Einen Job zu kündigen und sich in etwas Neues zu wagen erfordert wahnsinnig viel Mut. Es ist ein Schritt raus aus der comfort zone, die selbst wenn sie ungemütlich ist, das ist, was wir kennen. Auch, wenn uns ein Job über- oder unterfordert, wir mit den falschen Menschen oder Aufgaben konfrontiert sind, ist er doch das, was wir kennen – und jede andere Option im ersten Moment nur das große Ungewisse, das unendlich viele Fragezeichen und Unsicherheiten birgt.

Und doch kann es das Befreiendste überhaupt sein, den Job zu kündigen, einen Neustart ins Ungewisse, in die Selbständigkeit oder in einen neuen Beruf, eine neue Firma oder eine neue Position zu wagen. Niemand kann wissen, was genau auf einen zukommt – ganz besonders nicht in diesen turbulenten Zeiten. Nur eines steht fest: Geht man den Schritt, wird es anders, und es wird neu.

Wir haben viele Mutige gefragt, wie sie es geschafft haben, ihren alten Job hinter sich zu lassen – und was danach alles für sie entstanden ist. Hier geht es zu Teil 1 der Neustart-Geschichten, Teil 2 lest ihr hier.

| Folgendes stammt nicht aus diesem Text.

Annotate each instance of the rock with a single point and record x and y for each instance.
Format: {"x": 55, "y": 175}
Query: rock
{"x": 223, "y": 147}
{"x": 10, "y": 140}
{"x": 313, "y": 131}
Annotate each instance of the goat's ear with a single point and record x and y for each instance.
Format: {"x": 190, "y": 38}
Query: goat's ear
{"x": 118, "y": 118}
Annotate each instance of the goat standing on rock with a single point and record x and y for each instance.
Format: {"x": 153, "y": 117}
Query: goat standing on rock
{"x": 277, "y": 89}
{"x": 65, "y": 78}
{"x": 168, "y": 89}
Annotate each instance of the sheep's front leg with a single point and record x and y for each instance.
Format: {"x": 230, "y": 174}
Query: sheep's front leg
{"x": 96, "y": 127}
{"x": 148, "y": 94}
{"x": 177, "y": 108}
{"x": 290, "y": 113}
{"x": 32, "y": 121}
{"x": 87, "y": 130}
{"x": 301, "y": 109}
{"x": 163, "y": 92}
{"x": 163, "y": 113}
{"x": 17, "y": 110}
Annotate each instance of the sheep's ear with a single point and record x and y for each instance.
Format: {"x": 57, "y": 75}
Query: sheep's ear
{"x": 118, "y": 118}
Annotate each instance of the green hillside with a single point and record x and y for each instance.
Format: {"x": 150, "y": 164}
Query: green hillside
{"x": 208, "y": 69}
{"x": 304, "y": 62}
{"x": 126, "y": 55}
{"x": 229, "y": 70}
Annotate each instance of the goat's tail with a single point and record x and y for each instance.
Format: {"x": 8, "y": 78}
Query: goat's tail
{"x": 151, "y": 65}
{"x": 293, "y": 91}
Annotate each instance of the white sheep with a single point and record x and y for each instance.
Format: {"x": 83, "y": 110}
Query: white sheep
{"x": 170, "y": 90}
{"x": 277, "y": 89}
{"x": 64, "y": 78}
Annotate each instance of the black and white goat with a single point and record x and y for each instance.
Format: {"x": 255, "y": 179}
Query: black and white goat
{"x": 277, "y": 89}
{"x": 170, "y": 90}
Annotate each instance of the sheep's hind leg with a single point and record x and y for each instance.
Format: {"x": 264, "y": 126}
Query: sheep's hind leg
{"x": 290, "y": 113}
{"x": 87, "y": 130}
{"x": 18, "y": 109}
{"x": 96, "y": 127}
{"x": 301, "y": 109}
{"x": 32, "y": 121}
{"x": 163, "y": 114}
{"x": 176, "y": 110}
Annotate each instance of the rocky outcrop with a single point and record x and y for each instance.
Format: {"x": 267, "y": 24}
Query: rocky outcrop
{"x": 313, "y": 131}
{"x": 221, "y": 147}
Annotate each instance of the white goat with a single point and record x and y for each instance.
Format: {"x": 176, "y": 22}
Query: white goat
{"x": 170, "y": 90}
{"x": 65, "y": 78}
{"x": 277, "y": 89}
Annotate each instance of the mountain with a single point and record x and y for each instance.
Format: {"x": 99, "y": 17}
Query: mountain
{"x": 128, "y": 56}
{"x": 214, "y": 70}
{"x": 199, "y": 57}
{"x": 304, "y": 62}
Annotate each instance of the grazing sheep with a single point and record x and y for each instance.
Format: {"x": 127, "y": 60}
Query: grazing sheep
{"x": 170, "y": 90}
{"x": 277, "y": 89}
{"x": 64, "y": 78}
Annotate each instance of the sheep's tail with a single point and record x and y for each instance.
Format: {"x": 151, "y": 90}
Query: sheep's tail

In Teil 3 erzählt uns Julia Dettmer heute ihre Geschichte: Bis vor Kurzem war die Journalistin Chefredakteurin von BUNTE.de – ein absoluter Traumjob, auf den sie viele Jahre hingearbeitet hatte. Warum sie im Januar 2020, als die Klickzahlen gut waren wie nie, ihren Job kündigte, erzählt sie im Interview!

Du warst Chefredakteurin von BUNTE.de und hast deinen Job gekündigt – wie kamst du dazu, diesen Traumjob hinter dir zu lassen? 

Mir war klar, dass das jetzt für mich wahrscheinlich der letztmögliche Zeitpunkt für was Neues war. Privat happy, noch kinderlos, energiegeladen und mutig. Zudem hatte ich bei BUNTE.de alles erreicht, was ich mir nie hätte erträumen können. Die Perspektiven waren zu dem Zeitpunkt gefühlt aufgebraucht. Also habe ich gekündigt und mich selbstständig gemacht.

Dein Chefredakteurs-Posten war das Ergebnis eines langen beruflichen Weges: Wie sah dein Werdegang davor aus, und welches Ziel hattest du dabei immer im Kopf?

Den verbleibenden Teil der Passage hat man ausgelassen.